Book Alert / My Name is Iran -- A Memoir
My Name is Iran -- A Memoir by Davar Ardalan, Holt '07, $24, 323 pages, ISBN #0-8050-7920-3. Bibliography, source notes, no index, b&w images sprinkled through text.
Davar Ardalan's life is the stuff of novels. Still a child when the Islamic Revolution began to sweep across Iran, Davar fled to the United States to preserve her freedom, seeking sanctuary in the prosperous Boston suburb of Brookline, MA. But at age 18, the desire for her mother, who had remained in Iran with her brother, proved too much, and Davar returned to her homeland, realizing she would have to live as a strict Muslim.
To deepen the contrast between her two lives, consider that Davar -- a stunningly pretty woman -- had done some modeling in America for Calvin Klein jeans, in which she posed as a fetching teenager with long hair billowing about her face.
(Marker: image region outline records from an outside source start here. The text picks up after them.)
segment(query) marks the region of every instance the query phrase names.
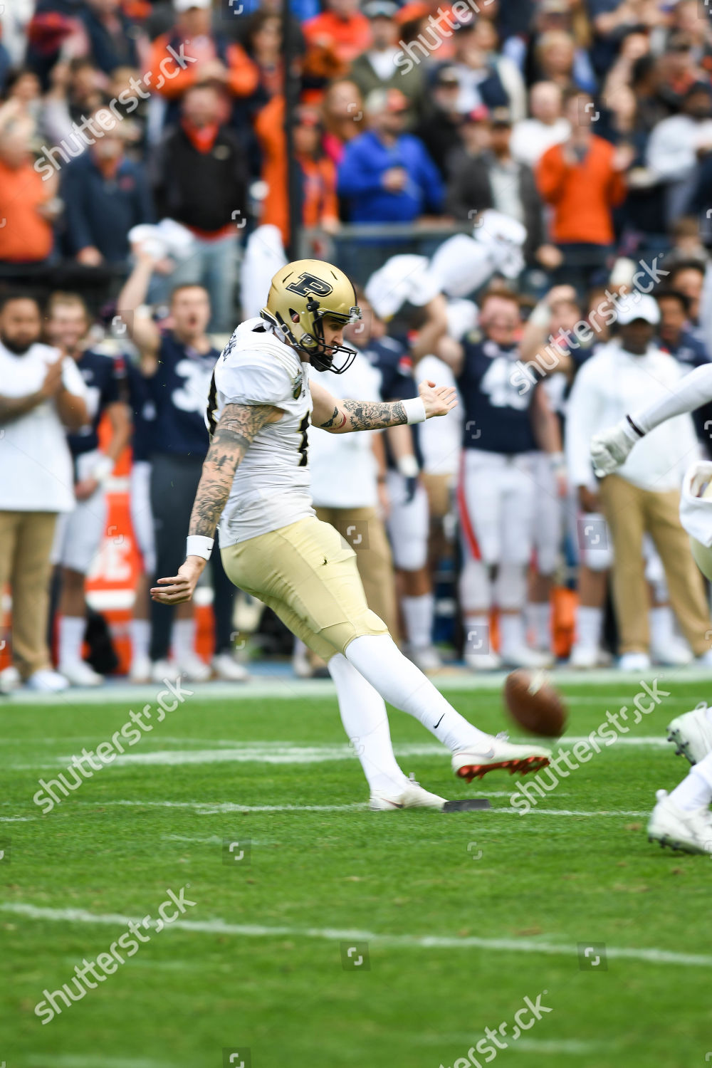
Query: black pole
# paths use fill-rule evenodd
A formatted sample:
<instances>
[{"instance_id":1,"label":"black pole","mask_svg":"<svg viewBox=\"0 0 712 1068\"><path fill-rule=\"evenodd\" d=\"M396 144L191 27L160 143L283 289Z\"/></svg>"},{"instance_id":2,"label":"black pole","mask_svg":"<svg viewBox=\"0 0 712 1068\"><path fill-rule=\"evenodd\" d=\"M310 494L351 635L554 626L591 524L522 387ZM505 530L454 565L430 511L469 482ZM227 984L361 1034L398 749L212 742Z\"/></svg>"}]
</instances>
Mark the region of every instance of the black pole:
<instances>
[{"instance_id":1,"label":"black pole","mask_svg":"<svg viewBox=\"0 0 712 1068\"><path fill-rule=\"evenodd\" d=\"M284 137L287 154L287 201L289 204L289 240L287 257L296 260L301 229L299 175L295 159L294 122L299 104L299 76L296 70L296 41L289 0L282 0L282 61L284 63Z\"/></svg>"}]
</instances>

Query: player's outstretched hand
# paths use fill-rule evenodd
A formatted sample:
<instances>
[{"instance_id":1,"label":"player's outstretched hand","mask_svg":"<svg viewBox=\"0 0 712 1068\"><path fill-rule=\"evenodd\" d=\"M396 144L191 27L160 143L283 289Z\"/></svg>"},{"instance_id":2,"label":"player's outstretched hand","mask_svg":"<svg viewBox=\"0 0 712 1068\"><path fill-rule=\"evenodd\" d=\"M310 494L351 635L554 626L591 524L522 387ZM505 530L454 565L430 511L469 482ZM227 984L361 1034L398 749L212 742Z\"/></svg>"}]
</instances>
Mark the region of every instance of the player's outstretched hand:
<instances>
[{"instance_id":1,"label":"player's outstretched hand","mask_svg":"<svg viewBox=\"0 0 712 1068\"><path fill-rule=\"evenodd\" d=\"M158 585L151 591L152 598L160 604L180 604L190 600L202 570L199 557L190 556L173 578L158 579Z\"/></svg>"},{"instance_id":2,"label":"player's outstretched hand","mask_svg":"<svg viewBox=\"0 0 712 1068\"><path fill-rule=\"evenodd\" d=\"M636 440L635 431L626 420L608 427L607 430L595 434L591 438L590 455L598 477L613 474L616 468L624 464Z\"/></svg>"},{"instance_id":3,"label":"player's outstretched hand","mask_svg":"<svg viewBox=\"0 0 712 1068\"><path fill-rule=\"evenodd\" d=\"M446 415L457 406L457 390L453 386L436 386L426 379L417 388L421 400L425 405L425 418Z\"/></svg>"}]
</instances>

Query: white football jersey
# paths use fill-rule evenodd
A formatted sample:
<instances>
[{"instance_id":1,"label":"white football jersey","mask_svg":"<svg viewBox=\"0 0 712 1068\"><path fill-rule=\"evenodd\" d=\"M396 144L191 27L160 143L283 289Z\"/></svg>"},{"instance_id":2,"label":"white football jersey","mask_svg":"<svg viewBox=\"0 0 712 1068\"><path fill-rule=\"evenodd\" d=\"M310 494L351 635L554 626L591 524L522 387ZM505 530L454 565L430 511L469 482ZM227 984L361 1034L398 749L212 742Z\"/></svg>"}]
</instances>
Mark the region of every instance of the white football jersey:
<instances>
[{"instance_id":1,"label":"white football jersey","mask_svg":"<svg viewBox=\"0 0 712 1068\"><path fill-rule=\"evenodd\" d=\"M259 317L240 324L216 364L208 402L211 433L227 404L268 404L284 414L257 431L240 461L218 528L222 548L315 514L306 459L308 364Z\"/></svg>"}]
</instances>

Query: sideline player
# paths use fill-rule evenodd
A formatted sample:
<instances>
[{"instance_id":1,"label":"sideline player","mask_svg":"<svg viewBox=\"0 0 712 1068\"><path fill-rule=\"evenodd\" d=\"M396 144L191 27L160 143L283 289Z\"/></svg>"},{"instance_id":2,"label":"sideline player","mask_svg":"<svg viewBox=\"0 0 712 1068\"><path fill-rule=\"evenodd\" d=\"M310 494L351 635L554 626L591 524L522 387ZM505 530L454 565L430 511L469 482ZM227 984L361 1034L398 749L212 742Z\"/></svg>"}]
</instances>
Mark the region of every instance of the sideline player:
<instances>
[{"instance_id":1,"label":"sideline player","mask_svg":"<svg viewBox=\"0 0 712 1068\"><path fill-rule=\"evenodd\" d=\"M640 438L668 419L694 411L712 400L712 364L692 371L661 400L626 415L591 439L594 470L600 477L626 461ZM690 534L692 554L712 581L712 464L702 460L685 473L680 522ZM648 839L689 853L712 854L712 708L707 705L678 716L668 725L668 741L693 765L679 786L658 790L648 822Z\"/></svg>"},{"instance_id":2,"label":"sideline player","mask_svg":"<svg viewBox=\"0 0 712 1068\"><path fill-rule=\"evenodd\" d=\"M332 434L381 429L445 415L456 403L452 389L431 382L421 383L420 396L393 404L337 400L310 383L310 364L337 374L349 366L354 352L344 346L343 330L360 316L352 283L330 264L300 260L274 274L260 317L237 327L216 365L211 444L187 559L177 575L158 580L152 596L167 604L190 599L220 520L222 559L235 585L272 608L328 661L346 733L358 740L370 807L442 811L444 799L409 781L396 764L384 700L446 745L453 770L469 781L492 768L538 770L550 753L493 738L453 708L367 608L353 549L314 514L310 422Z\"/></svg>"}]
</instances>

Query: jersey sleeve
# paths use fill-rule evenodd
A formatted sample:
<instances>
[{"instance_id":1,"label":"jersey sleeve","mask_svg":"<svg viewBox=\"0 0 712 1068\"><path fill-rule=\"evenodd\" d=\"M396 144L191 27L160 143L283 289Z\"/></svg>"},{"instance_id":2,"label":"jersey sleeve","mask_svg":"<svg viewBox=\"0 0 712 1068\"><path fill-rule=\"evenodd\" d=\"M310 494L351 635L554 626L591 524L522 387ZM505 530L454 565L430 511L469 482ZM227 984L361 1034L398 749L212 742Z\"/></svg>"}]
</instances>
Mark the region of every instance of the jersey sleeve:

Now that hair, along with most of her face, would be covered by a black chador.
Reading Davar's memoir is like peeling an onion, since one remarkable transformation seems to follow another in her family, going back generations to when her Idaho grandmother married an Iranian physician, moved to Iran and built a hospital there, until political upheaval led her to return to America. Davar's mother grew up in Washington, D.C., married an Iranian-American architect, later divorced him and ultimately returned to Iran. Davar is now a senior producer with NPR News.